Art. 2.Er kan een tijdelijke VLIF-waarborg verleend worden voor kredieten met het oog op de verhoging van de werkingsmiddelen, die operationele kosten financieren.

De kredieten, vermeld in het eerste lid, worden verleend door een erkende kredietinstelling.

De waarborg, vermeld in het eerste lid, heeft een maximale looptijd van drie jaar en wordt maandelijks evenredig afgebouwd over de looptijd van de waarborg.

De waarborg, vermeld in het eerste lid, wordt opgenomen binnen de toegekende VLIF-machtiging.
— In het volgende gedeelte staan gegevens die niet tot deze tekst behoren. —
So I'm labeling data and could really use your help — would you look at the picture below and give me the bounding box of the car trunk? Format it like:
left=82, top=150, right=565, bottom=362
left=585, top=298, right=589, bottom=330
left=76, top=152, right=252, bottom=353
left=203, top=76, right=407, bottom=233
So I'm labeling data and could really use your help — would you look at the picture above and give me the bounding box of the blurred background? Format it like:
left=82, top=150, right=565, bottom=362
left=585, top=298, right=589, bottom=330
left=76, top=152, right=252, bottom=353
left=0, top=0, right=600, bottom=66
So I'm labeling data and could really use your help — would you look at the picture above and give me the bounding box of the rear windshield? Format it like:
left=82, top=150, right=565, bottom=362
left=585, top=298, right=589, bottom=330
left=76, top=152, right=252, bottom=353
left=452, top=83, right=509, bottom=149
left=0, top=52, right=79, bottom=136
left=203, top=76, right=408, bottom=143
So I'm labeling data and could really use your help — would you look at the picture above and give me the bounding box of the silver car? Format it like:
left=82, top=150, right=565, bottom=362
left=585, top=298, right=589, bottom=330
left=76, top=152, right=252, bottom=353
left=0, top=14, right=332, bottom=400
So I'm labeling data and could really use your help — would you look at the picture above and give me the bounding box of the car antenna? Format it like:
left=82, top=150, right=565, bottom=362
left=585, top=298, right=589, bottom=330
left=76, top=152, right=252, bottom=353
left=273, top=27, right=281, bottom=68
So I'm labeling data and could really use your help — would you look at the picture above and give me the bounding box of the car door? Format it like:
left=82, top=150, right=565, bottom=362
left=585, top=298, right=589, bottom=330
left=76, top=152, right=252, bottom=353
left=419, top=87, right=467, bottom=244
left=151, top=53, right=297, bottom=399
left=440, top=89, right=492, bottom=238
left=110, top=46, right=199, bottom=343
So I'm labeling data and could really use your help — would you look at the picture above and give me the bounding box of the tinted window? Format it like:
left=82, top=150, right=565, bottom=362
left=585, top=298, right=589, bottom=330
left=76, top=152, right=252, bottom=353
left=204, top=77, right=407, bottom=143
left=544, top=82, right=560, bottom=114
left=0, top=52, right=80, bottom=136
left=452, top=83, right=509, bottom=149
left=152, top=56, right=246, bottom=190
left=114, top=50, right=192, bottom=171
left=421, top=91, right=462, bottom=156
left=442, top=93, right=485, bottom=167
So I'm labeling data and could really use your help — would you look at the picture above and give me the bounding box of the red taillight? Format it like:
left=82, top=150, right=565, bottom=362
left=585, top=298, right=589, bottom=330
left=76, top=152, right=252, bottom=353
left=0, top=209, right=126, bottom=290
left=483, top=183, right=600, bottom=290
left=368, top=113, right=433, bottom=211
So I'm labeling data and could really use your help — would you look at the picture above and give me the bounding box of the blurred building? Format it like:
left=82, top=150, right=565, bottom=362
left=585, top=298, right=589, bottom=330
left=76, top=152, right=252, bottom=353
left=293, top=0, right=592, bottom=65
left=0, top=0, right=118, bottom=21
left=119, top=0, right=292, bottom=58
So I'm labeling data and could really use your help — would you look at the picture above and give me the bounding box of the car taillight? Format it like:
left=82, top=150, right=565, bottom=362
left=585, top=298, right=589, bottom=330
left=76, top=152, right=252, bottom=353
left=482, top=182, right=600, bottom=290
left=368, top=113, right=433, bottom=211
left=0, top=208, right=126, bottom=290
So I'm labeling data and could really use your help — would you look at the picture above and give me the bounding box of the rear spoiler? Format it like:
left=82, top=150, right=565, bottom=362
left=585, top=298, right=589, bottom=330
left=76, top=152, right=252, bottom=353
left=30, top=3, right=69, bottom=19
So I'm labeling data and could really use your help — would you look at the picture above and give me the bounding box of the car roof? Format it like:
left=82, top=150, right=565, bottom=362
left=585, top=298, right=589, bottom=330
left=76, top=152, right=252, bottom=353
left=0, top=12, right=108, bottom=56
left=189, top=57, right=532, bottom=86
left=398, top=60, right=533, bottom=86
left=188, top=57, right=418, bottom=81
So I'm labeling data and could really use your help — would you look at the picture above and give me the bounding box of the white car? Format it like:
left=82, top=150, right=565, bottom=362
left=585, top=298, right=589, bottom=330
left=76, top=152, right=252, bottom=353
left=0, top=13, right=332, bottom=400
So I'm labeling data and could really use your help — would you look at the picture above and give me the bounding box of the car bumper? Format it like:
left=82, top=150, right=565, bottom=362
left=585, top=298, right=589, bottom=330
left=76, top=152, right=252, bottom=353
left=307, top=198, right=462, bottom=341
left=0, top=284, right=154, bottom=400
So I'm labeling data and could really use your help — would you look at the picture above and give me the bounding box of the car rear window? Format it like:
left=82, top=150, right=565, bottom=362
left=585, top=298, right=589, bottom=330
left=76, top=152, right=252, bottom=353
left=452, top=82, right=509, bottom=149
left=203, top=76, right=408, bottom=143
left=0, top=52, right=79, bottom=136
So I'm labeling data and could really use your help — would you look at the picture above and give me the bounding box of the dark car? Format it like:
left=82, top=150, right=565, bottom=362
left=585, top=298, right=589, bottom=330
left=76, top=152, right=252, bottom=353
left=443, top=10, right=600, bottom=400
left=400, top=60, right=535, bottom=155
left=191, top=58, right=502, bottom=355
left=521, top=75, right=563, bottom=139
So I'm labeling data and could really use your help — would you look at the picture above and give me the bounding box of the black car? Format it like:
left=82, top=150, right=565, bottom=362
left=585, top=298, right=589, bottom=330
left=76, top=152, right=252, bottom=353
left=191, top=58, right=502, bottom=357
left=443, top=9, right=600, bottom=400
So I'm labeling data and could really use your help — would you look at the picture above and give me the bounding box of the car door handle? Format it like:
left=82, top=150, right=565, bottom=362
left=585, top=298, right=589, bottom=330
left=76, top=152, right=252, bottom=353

De waarborg, vermeld in het eerste lid, wordt verleend in de vorm van de-minimissteun en onder de voorwaarden, vermeld in verordening (EU) nr. 1408/2013 van de Commissie van 18 december 2013 inzake de toepassing van de artikelen 107 en 108 van het Verdrag betreffende de werking van de Europese Unie op de-minimissteun in de landbouwsector, PB L 352, 24 december 2013, p. 9-17, zoals gewijzigd door verordening (EU) 2019/316 van de Commissie van 21 februari 2019 tot wijziging van Verordening (EU) nr. 1408/2013 van de Commissie inzake de toepassing van de artikelen 107 en 108 van het Verdrag betreffende de werking van de Europese Unie op de-minimissteun in de landbouwsector, PB L 51I van 22 februari 2019, p. 1-6.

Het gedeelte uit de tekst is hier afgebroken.